An 18-year-old suburban Chicago man, who the authorities say was enamored with Osama bin Laden and intent on killing Americans, has been arrested after attempting to detonate what he thought was a car bomb outside a Chicago bar, officials said Saturday.
There was never any danger that the suspect, Adel Daoud, would actually detonate a bomb. The plot, which ended with Mr. Daoud’s arrest on Friday, was proposed by undercover F.B.I. agents posing as extremists, according to a statement released by the United States attorney’s office in the Northern District of Illinois.
Mr. Daoud, a United States citizen who lives in Hillside, Ill., on the outskirts of Chicago, has been under surveillance for months, and in multiple conversations with agents expressed a desire to kill on a mass scale as revenge for what he believed was the persecution of Muslims by the United States, according to court papers.\
Mr. Daoud’s older brother, Amr, 21, said he and his family were surprised by the arrest.
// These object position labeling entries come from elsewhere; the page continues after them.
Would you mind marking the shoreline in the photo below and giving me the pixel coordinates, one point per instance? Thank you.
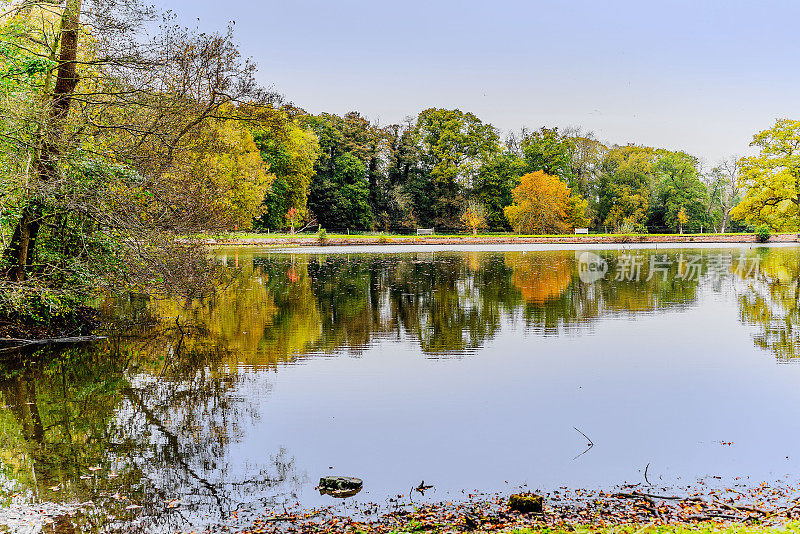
(314, 241)
(639, 508)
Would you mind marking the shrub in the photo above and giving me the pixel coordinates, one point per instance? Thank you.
(763, 233)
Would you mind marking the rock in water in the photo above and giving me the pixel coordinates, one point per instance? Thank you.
(526, 502)
(340, 486)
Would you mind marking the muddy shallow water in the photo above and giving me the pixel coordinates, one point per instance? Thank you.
(471, 368)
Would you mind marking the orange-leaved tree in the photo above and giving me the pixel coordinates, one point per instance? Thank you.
(543, 205)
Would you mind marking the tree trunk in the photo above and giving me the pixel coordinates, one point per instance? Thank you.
(22, 247)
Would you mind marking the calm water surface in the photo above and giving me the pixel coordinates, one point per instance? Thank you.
(470, 369)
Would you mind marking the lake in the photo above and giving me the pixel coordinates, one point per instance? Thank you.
(474, 369)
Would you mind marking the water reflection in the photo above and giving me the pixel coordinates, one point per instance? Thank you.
(156, 427)
(281, 306)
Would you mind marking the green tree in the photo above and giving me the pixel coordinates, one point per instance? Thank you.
(342, 201)
(494, 185)
(291, 152)
(549, 151)
(679, 190)
(452, 147)
(625, 186)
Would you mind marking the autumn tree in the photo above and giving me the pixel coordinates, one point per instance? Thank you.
(541, 205)
(474, 216)
(680, 195)
(724, 189)
(771, 179)
(107, 114)
(625, 187)
(452, 147)
(291, 151)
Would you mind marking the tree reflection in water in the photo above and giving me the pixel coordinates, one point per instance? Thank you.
(150, 417)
He described his brother as a devout Muslim who would go to mosque for prayers with their father every day at 4 a.m. He said that their parents had come to the United States from Egypt, but that neither they nor his two sisters were as religious.
“He’s a very peaceful guy; I never even knew him to be violent,” said Amr Daoud, a cigar salesman. “One time he got punched in school and he didn’t do anything. He’s a very passive person.”
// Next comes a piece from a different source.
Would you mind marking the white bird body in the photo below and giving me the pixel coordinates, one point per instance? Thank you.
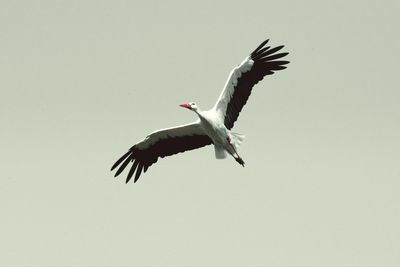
(214, 125)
About 7:15 p.m. on Friday, Mr. Daoud met with the undercover agent in Villa Park, another Chicago suburb, and they drove together to downtown Chicago, the statement said. During the drive, Mr. Daoud prayed that the attack would cause destruction and leave many people dead, according to the statement.
Once in Chicago, Mr. Daoud and the agent changed vehicles, taking a Jeep containing the fake explosive device and parking it in front of a downtown bar, officials said. Mr. Daoud then walked about a block into an alley, where he tried to activate the fake bomb by pressing a triggering mechanism. He was then arrested.